Quanto ao seguro-desemprego, a secretaria informou que foi expedida uma circular com orientações para que os requerimentos apresentados, nas situações de demissão “por força maior” relacionadas ao contexto excepcional da Covid-19, sejam recepcionados sem que haja a necessidade de comprovação por decisão judicial.
Como proceder
O encaminhamento dessas demandas deve ser feito por meio dos canais de atendimento remoto, sem a necessidade de comparecimento presencial a uma unidade de atendimento. Cabe explicar ainda que boa parte dos requerimentos de seguro-desemprego eram feitas pelas agências do Sistema Nacional de Emprego (Sine), de administração municipal e estadual. Estas unidades fecharam sem oferecer alternativas de atendimento telefônico ou virtual.
Os trabalhadores que encontrarem problemas nos pedidos de seguro-desemprego podem enviar uma mensagem para as Superintendências do Trabalho para tratar de pendências. O endereço do e-mail segue o seguinte padrão: trabalho.(uf)@mte.gov.br, como, por exemplo, [email protected], [email protected] etc. Ou seja, o uf (unidade da federação) refere-se ao estado.
Dispositivo na CLT
Segundo o artigo 502 da CLT, quando uma empresa ou um estabelecimento é fechado por conta de uma força maior, a empresa poderia dispensar o quadro de empregados com motivo de “demissão por força maior”. O instrumento precisa ser ratificado pela Justiça do Trabalho e, se for reconhecido, a multa sobre o saldo FGTS cai de 40 para 20%.

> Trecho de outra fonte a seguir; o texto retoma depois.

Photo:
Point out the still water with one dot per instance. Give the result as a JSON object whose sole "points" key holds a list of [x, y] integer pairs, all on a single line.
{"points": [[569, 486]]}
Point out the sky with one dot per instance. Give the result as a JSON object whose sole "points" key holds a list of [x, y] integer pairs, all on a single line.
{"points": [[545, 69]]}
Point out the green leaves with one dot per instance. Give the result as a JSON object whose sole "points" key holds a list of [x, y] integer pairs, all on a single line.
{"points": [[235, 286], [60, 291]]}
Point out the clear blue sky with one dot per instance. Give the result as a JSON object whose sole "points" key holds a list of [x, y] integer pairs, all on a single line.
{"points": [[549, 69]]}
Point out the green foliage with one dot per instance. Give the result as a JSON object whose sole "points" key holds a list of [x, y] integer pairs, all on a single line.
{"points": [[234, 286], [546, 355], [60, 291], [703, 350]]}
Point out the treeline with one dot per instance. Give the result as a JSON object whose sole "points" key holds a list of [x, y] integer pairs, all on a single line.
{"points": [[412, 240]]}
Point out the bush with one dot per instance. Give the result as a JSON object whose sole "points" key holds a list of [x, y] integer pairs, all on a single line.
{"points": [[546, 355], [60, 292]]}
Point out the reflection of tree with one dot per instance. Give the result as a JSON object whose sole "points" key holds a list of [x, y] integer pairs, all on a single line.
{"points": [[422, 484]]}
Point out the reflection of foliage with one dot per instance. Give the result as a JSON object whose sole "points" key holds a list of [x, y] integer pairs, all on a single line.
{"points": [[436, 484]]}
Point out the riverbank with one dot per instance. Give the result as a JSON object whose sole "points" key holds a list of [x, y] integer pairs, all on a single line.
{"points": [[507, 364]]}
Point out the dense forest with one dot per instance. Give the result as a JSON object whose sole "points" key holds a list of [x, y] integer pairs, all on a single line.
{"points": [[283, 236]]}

— A Lei 8.036/1990 do FGTS elenca como condição de movimentação do fundo demissão sem justa causa, inclusive indireta, culpa recíproca e força maior. Por isso, o acesso ao FGTS não deveria ser impedido. A “dispensa por força maior” deve ser ratificada na Justiça para efeitos de cálculo sobre da multa sobre o saldo do fundo, que é paga pelo empregador — explica Flavio Aldred Ramacciotti, especialista em Direito do Trabalho e sócio do Chediak Advogados.
Rodrigo Takano, sócio da área Trabalhista do Machado Meyer Advogados, a declaração de estado de calamidade colabora com a tese de “dispensa por força maior”:
— Declarado o estado de calamidade pelo governo pode configurar a hipótese de força maior para fins trabalhistas — esclarece o advogado.
Setor hoteleiro
Por meio de nota, o Sindicato dos Meios de Hospedagem do Município do Rio de Janeiro (SindHotéis Rio) declarou que já firmou duas Convenções Coletivas de Trabalhos Emergenciais com os sindicatos dos empregados, visando à manutenção dos empregos e à aplicação da MP 936/2020, que prevê a suspensão de contratos ou a redução de jornadas e salários.
Em relação ao Hotel Shalimar, a entidade informou que “casos específicos de empreendimentos que optem por seguir entendimentos próprios sobre as rescisões trabalhistas, o sindicato não tem como avaliar, por não ter sido consultado em relação a tais procedimentos”.
Segundo a entidade, “de maneira geral, os hotéis optaram prioritariamente por adotar o banco de horas e dar adiantamento de férias individuais e coletivas, mas a maioria faz ou fará uso da MP e da Convenção Coletiva de Trabalho Emergencial com foco na manutenção de seu staff”.